The Cleveland Indians almost won the World Series without their best hitter for the whole season and two of their starting pitchers for the playoffs. This year that hitter — Michael Brantley — is back and the starters — Carlos Carrasco and Danny Salazar — are healthy. Oh, and they added arguably the best free agent bat available in Edwin Encarnacion.

Baseball teams love to downplay their expectations, but given where the Indians are at the moment, anything less than another American League Pennant will have to feel like a disappointment, right? Fortunately for the Indians, they stand as the favorites to do just that.

They didn’t lose much in the offseason. Yes, World Series hero Rajai Davis is gone, but the Indians outfield will be fine if Brantley remains healthy. Mike Napoli‘s loss will be felt but it will be made up for with Encarnacion’s bat and probably then some. Coco Crisp left too, but he was not a key part of the equation.

The biggest losses are guys from last year who will start the year on the disabled list, most notably Jason Kipnis and Lonnie Chisenhall. Kipnis is just starting to work out following time off to rest his sore shoulder. Chisenhall ran into a wall the other day and is being evaluated. There is no sense that either will miss extended time, however.

Otherwise, the lineup should score a lot of runs, with on-base machines Jose Ramirez and Francisco Lindor setting the table for Encarnacion, Brantley and Carlos Santana, who is entering his walk year. The Indians trailed only the Red Sox in runs scored in the American League last year and they should score a lot of runs this year as well.

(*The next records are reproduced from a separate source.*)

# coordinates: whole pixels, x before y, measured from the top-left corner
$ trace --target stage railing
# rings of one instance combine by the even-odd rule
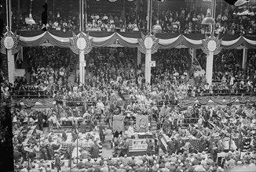
[[[36,90],[36,91],[13,91],[11,96],[13,99],[46,99],[53,98],[52,91]]]
[[[256,89],[219,89],[213,90],[212,92],[209,90],[200,90],[200,91],[196,91],[195,95],[192,93],[192,90],[188,89],[187,94],[185,95],[183,99],[188,97],[202,97],[202,96],[255,96]],[[53,91],[13,91],[10,93],[10,96],[14,99],[46,99],[53,98]],[[84,102],[82,100],[70,100],[67,99],[66,102]],[[161,100],[165,101],[165,100]],[[172,104],[175,104],[175,100],[169,100]]]

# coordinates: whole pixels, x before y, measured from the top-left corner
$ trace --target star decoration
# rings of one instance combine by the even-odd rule
[[[11,30],[8,30],[4,34],[4,36],[1,40],[0,52],[2,54],[6,54],[6,48],[5,47],[4,41],[7,37],[11,37],[13,40],[13,46],[11,49],[12,49],[12,54],[14,55],[20,51],[21,46],[19,45],[20,36],[16,35],[16,32],[13,34]]]
[[[70,42],[71,44],[70,48],[72,50],[74,53],[79,54],[80,50],[80,51],[84,51],[84,54],[88,54],[93,49],[93,46],[92,46],[93,39],[89,39],[89,32],[86,35],[82,32],[80,32],[79,36],[77,36],[74,33],[74,31],[72,31],[72,34],[73,34],[73,39],[70,39]],[[79,48],[78,41],[79,39],[80,38],[84,39],[85,41],[86,45],[84,45],[85,48],[83,49],[79,49]]]
[[[151,49],[151,53],[152,54],[154,54],[157,52],[158,48],[159,48],[159,39],[157,39],[154,35],[152,35],[152,34],[148,34],[147,35],[144,35],[142,33],[141,34],[141,39],[138,39],[138,43],[139,43],[139,50],[145,54],[146,53],[146,50],[147,49]],[[151,48],[147,48],[145,47],[145,40],[146,38],[152,38],[152,45]]]

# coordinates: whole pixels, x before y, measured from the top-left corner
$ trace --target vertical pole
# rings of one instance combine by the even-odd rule
[[[137,48],[137,65],[139,66],[140,64],[141,64],[141,52]]]
[[[81,33],[82,34],[82,33]],[[83,66],[83,61],[85,60],[85,55],[84,55],[84,51],[79,50],[79,82],[80,84],[84,84],[84,66]]]
[[[14,84],[14,71],[15,71],[15,63],[14,55],[12,54],[12,49],[7,50],[7,59],[8,59],[8,78],[9,82]]]
[[[85,17],[85,22],[86,22],[86,29],[87,26],[87,1],[85,0],[85,12],[84,12],[84,17]]]
[[[150,12],[151,12],[151,8],[150,8],[150,6],[151,6],[151,0],[148,0],[148,9],[147,9],[147,31],[148,31],[148,33],[150,33],[150,30],[151,30],[151,29],[150,29],[150,23],[151,23],[151,19],[150,19]]]
[[[243,70],[245,70],[246,69],[246,66],[247,66],[247,53],[248,53],[248,49],[247,48],[243,48],[243,63],[242,63],[242,68],[243,68]]]
[[[76,138],[76,163],[79,163],[79,133]]]
[[[149,32],[152,32],[152,6],[153,6],[153,1],[150,0],[150,13],[149,13]]]
[[[6,26],[8,27],[8,28],[9,28],[9,0],[6,0]]]
[[[231,129],[231,132],[230,132],[229,151],[230,151],[230,149],[231,149],[231,142],[232,142],[232,129]]]
[[[150,84],[151,82],[151,49],[146,50],[145,55],[145,81]]]
[[[84,18],[84,14],[83,14],[83,0],[79,0],[79,21],[80,21],[80,31],[83,31],[83,18]]]
[[[27,152],[27,171],[30,171],[30,159],[29,159],[29,152]]]
[[[53,22],[55,22],[55,0],[53,0]]]
[[[213,76],[213,66],[214,66],[214,52],[210,52],[207,56],[207,82],[211,85]]]
[[[79,0],[79,21],[80,21],[80,34],[83,34],[83,28],[84,28],[84,11],[83,11],[83,1]],[[83,74],[84,74],[84,66],[82,65],[83,61],[85,60],[84,51],[79,50],[79,81],[80,84],[84,84],[83,81]]]
[[[20,0],[18,0],[16,19],[20,19]]]

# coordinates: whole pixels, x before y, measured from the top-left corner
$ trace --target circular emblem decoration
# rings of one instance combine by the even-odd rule
[[[5,37],[4,40],[4,45],[6,49],[11,49],[14,45],[14,41],[12,37]]]
[[[88,46],[87,42],[84,38],[79,38],[77,40],[77,47],[80,50],[85,49]]]
[[[207,48],[210,52],[214,52],[217,48],[217,44],[214,40],[210,40],[207,44]]]
[[[151,37],[147,37],[144,41],[144,45],[147,49],[150,49],[153,46],[153,39]]]

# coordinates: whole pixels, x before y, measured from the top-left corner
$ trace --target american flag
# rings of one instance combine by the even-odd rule
[[[194,149],[198,151],[199,149],[199,139],[191,139],[191,138],[189,138],[188,142],[194,147]]]

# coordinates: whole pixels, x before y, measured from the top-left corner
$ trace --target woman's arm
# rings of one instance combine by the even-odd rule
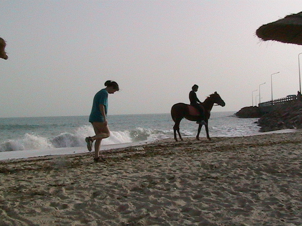
[[[105,106],[102,104],[100,104],[99,105],[100,111],[102,115],[104,118],[104,121],[105,124],[107,124],[107,119],[106,118],[106,114],[105,113]]]

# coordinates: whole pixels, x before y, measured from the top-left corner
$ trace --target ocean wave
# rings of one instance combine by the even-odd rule
[[[173,130],[161,130],[138,127],[124,131],[111,131],[110,136],[102,141],[102,145],[152,141],[171,137]],[[191,135],[189,133],[186,135]],[[56,148],[84,147],[85,137],[94,135],[93,128],[85,125],[77,128],[73,133],[62,133],[53,137],[47,138],[34,134],[25,134],[18,140],[11,140],[0,144],[0,152],[47,149]]]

The strength of the club, however, remains its pitching. Corey Kluber looked like his old Cy Young self last year, particularly in the playoffs. Danny Salazar built on his excellent 2015 season in the first half before falling prey to injury. Carlos Carrasco posted an ERA+ of 141 before breaking his hand and Josh Tomlin and Trevor Bauer both stood out for fourth and fifth starters.

The bullpen is excellent too, as relief ace Andrew Miller is joined by Cody Allen, Bryan Shaw and newcomer Boone Logan make up one of the relief corps in baseball.

Pitcher health is probably the biggest uncertainty for any contender, but the Indians have the best pitching in the AL if everyone stays healthy. And maybe even if one or two guys don’t.

It’s hard to find much fault with the 2017 Cleveland Indians. They are the class of their division and, while the slog of the regular season turns a lot of surefire contenders into hash before it’s all said and done, there is no reason to look at the Indians right now and think of them as anything other than the best team in the American League.

Prediction: First place, American League Central.